Keep the same or similar
The Jets issues with puck possession has primarily resulted from two factors. The forwards have not been able to sustain control in the opposition’s zone over extended periods of time and the Jets second line keeps getting trapped in their own zone. There are other issues in the neutral zone, but these two are the major factors and can be fixed with forward deployment.
When it comes to the results, all three of Jacob Trouba, Tyler Myers, and Dustin Byfuglien carry their best results when with Tobias Enstrom. Still, Trouba and Byfuglien are good enough players to elevated Mark Stuart, Ben Chiarot and Adam Pardy from their natural talent levels.
The above levels are for all minutes as a Jet defender, so Byfuglien’s forward minutes and Myers’ minutes as a Buffalo Sabre have been removed.
No matter which way you slice it, the player with Enstrom will gain a bump. Placing Entsrom with Myers though allows the Jets to roll three pairs that tend to sit above 50 percent. As long as the Jets can fix the mess in their forwards, the Jets defense should do fine.
Bring on Hutchinson, or don’t
There are some who argue that Ondrej Pavelec is the reason why the Jets are in the playoffs. This comes along with the false idea that points late in the season are more meaningful than points early in the season.
Both Pavelec and Hutchinson have struggled at parts in the season. Both Pavelec and Hutchinson have excelled at parts in the season.
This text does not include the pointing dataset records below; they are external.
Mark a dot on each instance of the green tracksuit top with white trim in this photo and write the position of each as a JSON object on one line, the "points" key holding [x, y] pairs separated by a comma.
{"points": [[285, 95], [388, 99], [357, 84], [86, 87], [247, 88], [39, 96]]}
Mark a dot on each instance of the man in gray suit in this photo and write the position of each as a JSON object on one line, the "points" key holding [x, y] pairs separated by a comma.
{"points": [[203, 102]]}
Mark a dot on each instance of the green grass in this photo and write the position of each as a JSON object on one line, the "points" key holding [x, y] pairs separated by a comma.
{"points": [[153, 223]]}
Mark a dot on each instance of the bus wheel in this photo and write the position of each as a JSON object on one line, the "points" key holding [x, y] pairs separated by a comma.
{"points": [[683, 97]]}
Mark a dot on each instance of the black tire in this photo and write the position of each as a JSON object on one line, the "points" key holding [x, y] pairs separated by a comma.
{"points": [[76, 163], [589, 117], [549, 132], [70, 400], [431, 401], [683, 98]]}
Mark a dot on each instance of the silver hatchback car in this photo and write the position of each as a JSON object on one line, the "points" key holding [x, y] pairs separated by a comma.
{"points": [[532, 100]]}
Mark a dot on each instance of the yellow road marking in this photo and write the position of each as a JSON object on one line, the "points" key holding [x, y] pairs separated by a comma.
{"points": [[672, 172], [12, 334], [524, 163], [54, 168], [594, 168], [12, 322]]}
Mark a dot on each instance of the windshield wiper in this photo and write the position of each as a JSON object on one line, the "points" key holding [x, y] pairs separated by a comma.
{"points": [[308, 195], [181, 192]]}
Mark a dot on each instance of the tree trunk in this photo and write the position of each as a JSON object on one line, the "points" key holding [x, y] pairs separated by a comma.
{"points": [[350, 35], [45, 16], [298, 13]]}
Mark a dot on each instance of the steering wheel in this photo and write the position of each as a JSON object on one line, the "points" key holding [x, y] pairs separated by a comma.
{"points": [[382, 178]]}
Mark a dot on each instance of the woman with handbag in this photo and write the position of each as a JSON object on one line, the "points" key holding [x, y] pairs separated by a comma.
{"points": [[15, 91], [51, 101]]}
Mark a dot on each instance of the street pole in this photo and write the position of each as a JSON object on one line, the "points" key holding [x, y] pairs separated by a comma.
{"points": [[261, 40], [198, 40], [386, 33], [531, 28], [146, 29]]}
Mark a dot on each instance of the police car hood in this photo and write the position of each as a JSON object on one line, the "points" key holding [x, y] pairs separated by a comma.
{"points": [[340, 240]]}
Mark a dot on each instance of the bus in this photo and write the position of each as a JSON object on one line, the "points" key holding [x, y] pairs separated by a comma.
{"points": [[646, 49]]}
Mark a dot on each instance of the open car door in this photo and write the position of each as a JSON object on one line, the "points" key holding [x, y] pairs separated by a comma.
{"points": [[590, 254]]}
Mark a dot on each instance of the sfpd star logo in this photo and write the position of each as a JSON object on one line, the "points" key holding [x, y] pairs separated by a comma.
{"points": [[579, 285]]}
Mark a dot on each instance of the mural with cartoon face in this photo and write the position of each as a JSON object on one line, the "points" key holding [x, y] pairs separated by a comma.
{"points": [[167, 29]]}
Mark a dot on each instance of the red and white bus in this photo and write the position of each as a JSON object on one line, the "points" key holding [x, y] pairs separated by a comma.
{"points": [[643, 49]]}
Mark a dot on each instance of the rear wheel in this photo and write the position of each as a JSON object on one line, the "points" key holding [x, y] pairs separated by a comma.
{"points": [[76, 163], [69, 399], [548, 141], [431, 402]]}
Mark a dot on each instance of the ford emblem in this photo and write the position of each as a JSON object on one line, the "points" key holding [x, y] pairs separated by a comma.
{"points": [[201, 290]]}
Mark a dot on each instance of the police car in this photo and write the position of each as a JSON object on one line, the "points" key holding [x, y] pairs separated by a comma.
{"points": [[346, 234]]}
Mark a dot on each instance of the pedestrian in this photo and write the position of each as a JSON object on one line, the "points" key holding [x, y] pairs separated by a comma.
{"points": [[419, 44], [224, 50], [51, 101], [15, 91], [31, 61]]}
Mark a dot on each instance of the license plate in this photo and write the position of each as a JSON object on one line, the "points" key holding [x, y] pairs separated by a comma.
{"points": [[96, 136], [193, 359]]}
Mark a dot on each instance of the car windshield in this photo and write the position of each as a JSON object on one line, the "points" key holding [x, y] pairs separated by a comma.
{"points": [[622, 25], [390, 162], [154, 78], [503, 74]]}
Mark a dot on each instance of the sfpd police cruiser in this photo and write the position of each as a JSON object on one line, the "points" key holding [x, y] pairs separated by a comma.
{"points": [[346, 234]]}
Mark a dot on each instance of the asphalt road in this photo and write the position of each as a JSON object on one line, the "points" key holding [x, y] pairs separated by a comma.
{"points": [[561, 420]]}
A late stretch of shutouts caused Pavelec to out perform Michael Hutchinson as a whole this season, while Hutchinson has out performed Pavelec over their respective careers.
Most likely Hutchinson is a better goalie than Pavelec, but Hutchinson’s true talent level is relatively unknown. We do know though that Pavelec currently has sat with a 0.893 save percentage so far in the playoffs.
Either way, it is pretty much a coin flip on who will play better next game… even if one side is slightly weighed more than the other.
As we have noted previously, the margins in winning is quite limited.
There is a tonne of parity at both the team and player level in the NHL. Goals are rare events and often come from broken or fluke plays. Players are humans and can vary in performance greatly from game to game.
All these factors and more cause very little differentiation between optimal and most used non-optimal deployments.
If Hutchinson is indeed the better goaltender, using Hutchinson over Pavelec likely improves a game where the Jets have a 53 percent chance at winning to a 54 or 55 (numbers are arbitrarily made up). Putting the best lines together or good lines together does not change things significantly. Sitting one fourth line player over the other doesn’t move a team from pretender to contender.
Still, the margins being small also means every little bit helps.
The Jets are down three games and are in danger of being swept. Only four teams have come back from a three game deficit.
Why not just go for it and deploy the players by the numbers?